In analyzing Werner’s code (which is quite brilliant, in my opinion), I decided that I needed a list of every possible combination of die values that could fall out of the Yahtzee cup. With five dice, each having six possible values, there are 6^5 or 7776 possible sets. But the order does not matter (e.g., 1-2-3-4-5 is the same as 5-4-3-2-1 is the same as 3-1-5-4-2, etc.), so there are a lot fewer unique combinations that we need to worry about. Through a laborious and most likely inefficient process (listing and counting them in excel), I determined that there seem to be just 252 unique combinations, as follows:

1. All five dice the same single value – 6 possible groups (five ones, five twos, etc.)
2. Four dice of one value, one of another value – 30 groups
3. Three dice of one value, two of another value – 30 groups
4. Three dice of one value, one of another value, and one of a third value – 60 groups
5. Two dice of one value, two of another value, and one of a third value – 60 groups
6. Two dice of one value, one of another value, one of a third value, and one of a fourth value– 60 groups
7. All five dice have different values – 6 groups (1-2-3-4-5, 1-2-3-4-6, 1-2-3-5-6, 1-2-4-5-6, 1-3-4-5-6 and 2-3-4-5-6)
   

6 + 30 + 30 + 60 + 60 + 60 + 6 = 252

Can anyone confirm the above? (Or deny, I may be wrong and won’t mind being corrected.) Figuring items 1 and 7 is trivial, even for me.
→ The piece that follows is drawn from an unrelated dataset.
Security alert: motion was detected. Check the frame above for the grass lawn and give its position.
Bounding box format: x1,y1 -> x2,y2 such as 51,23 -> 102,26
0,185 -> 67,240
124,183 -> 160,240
I think items 2 and 3 are figured simply as 6 ways to pick the first number times 5 ways to pick the second equals 30. I am a little murkier on how to figure items 4, 5 and 6. For items 4 and 5, my inclination would be to start with 6 ways to pick the first number times 5 ways to pick the second times 4 ways to pick the third equals 120. But that would include some duplications, I think, as for example, 3 sixes, 1 five and 1 four is the same as 3 sixes, 1 four and 1 five. Seems like each such combination would appear twice, so I would divide the 120 by 2 to get 60. For item 6, I’d start 6 x 5 x 4 x 3 equals 360, then divide by 3! to account for the repeats among the three single values, yielding 360/6 which equals 60. But I’m not completely sure about those methods. Assuming I have the figures correct, is there a simple method to calculate that there are 252 unique combinations among the 7776 non-unique ones? (My exposure to calculations involving probabilities and statistics is pretty limited, so please be gentle.)